Jahrzehntelang haben die KrankenpflegerInnen den Mangel verwaltet, ohne aufzumucken. Der gewerkschaftliche Organisationsgrad des Pflegepersonals ist extrem niedrig zehn Prozent bundesweit, schätzt eine Frankfurter Schwester, selbst ÖTV-Mitglied. Jetzt aber beginnen sich die Krankenschwestern und Pfleger zu wehren. In München gingen im November zehntausend von ihnen auf die Straße. „In Zukunft könnt ihr euren Mist allein machen“, verkündeten sie auf ihren Transparenten. Als „ultima ratio“ schließen inzwischen viele Beschäftigte im Gesundheitswesen den Streik nicht mehr aus. Auf ein erfolgreiches Beispiel können sie schon verweisen. 72 Tage lang streikten die Angestellten eines nordrhein-westfälischen Reha-Zentrums, weil sie nicht mehr nach den Bedingungen des Deutschen Paritätischen Wohlfahrtsverbandes arbeiten wollten. Dort ist die 48 -Stunden-Woche vorgesehen. Das Reha-Zentrum ist jetzt der ÖTV angeschlossen, das bedeutet eine 40-Stunden-Woche, ab April dieses Jahres 39 Stunden.

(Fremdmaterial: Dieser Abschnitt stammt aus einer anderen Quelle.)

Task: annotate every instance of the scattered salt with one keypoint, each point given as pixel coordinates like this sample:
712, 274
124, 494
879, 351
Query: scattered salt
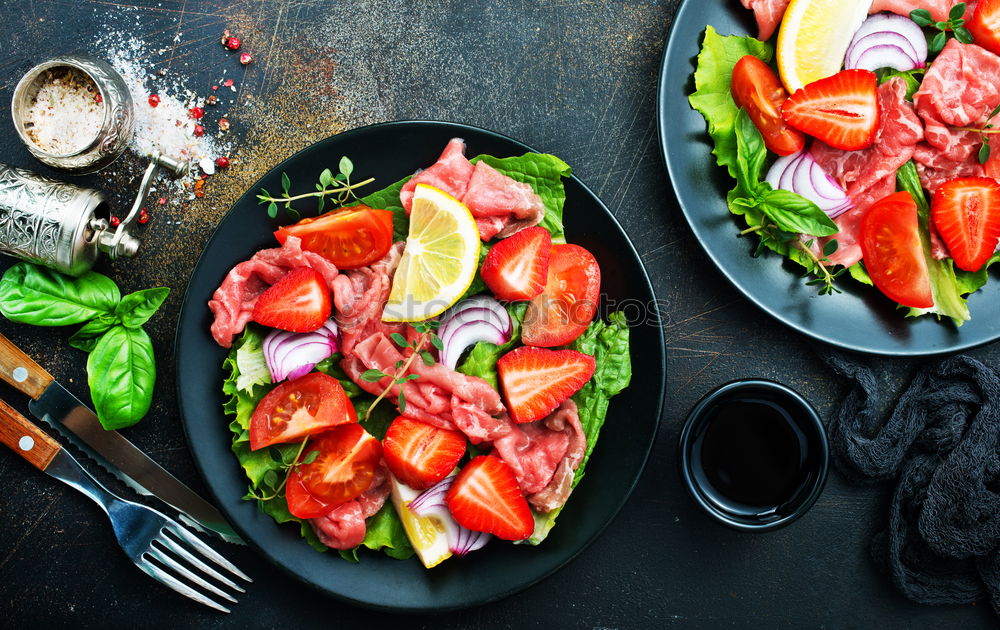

Die ÖTV fordert die Arbeitgeber von Bund, Ländern und Gemeinden zu Tarifverhandlungen auf. Zwar sind die Gehälter per Tarifvertrag bis Ende 1990 festgeschrieben, doch hoffen die Gewerkschafter, durch eine Änderung der Eingruppierung bessere Bezahlungen für das Pflegepersonal aushandeln zu können.

Neben den finanziellen Forderungen setzt sich die ÖTV auch für qualitative Verbesserungen ein, beispielsweise familienfreundlichere Dienstpläne und Teilzeitarbeitsmöglichkeiten. „Wir müssen weg von unterwürfigen, dienenden, befehlsausführenden Image des Krankenpflegeberufs“, sagt Hilde Steppe vom Frankfurter Berufsbildungswerk des DGB. Daß die PflegerInnen mehr gesetzlich verankerte Kompetenzen bekommen, fordern auch die Grünen im hessischen Landtag. Eine solche Änderung des Krankenpflegegesetzes bedeutete für die Praxis zum Teil lediglich eine Legalisierung des status quo. Denn jetzt schon müssen PflegerInnen täglich zum Beispiel Aufgaben übernehmen, die eigentlich in den Kompetenzbereich der ÄrztInnen fallen, und stehen damit, wie eine Schwester es ausdrückt, „immer mit einem Bein im Knast“.